The AP reports here that the circuit court judge has toured the premises of the rural hunting reserve at the center of a land use dispute in Nelson County.
Laurence Hammack from the Roanoke paper has this report ("Sighting in on the issue in right to hunt trial," 4/23/05), in which he (or some headline writer) notes that "Deciding whether shooting clay targets is hunting will require a judge to make distinctions as fine as No. 12 shot." Mr. Hammack offers this account of Judge Gamble's view of the property: "During the three-hour visit, a caravan of four-wheel-drive vehicles carried the judge and a small army of attorneys and journalists through creeks and across cornfields to tour the estate and witness shooting demonstrations by Barton, an Orion employee."

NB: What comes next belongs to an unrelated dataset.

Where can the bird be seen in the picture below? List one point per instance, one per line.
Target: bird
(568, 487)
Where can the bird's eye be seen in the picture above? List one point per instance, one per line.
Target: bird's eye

Carlos Santos from the Richmond paper has this report ("Judge takes to the fields in Nelson case," 4/23/05), which begins with this excellent sentence: "Judge Michael Gamble of Nelson County Circuit Court clambered over hill and dale via four-wheel-drive vehicle yesterday to watch shotgunners plug clay targets and live game birds in a quest to legally define the meaning of hunting."
Braxton Williams for the Charlottesville paper has this report ("Orion case takes to woods," 4/23/05), which begins: "A judge, a handful of lawyers wearing suits and hiking boots and a swarm of news reporters watched Freckles, a shaggy, dirt-caked English setter, as he sniffed through the brush in search of a pheasant."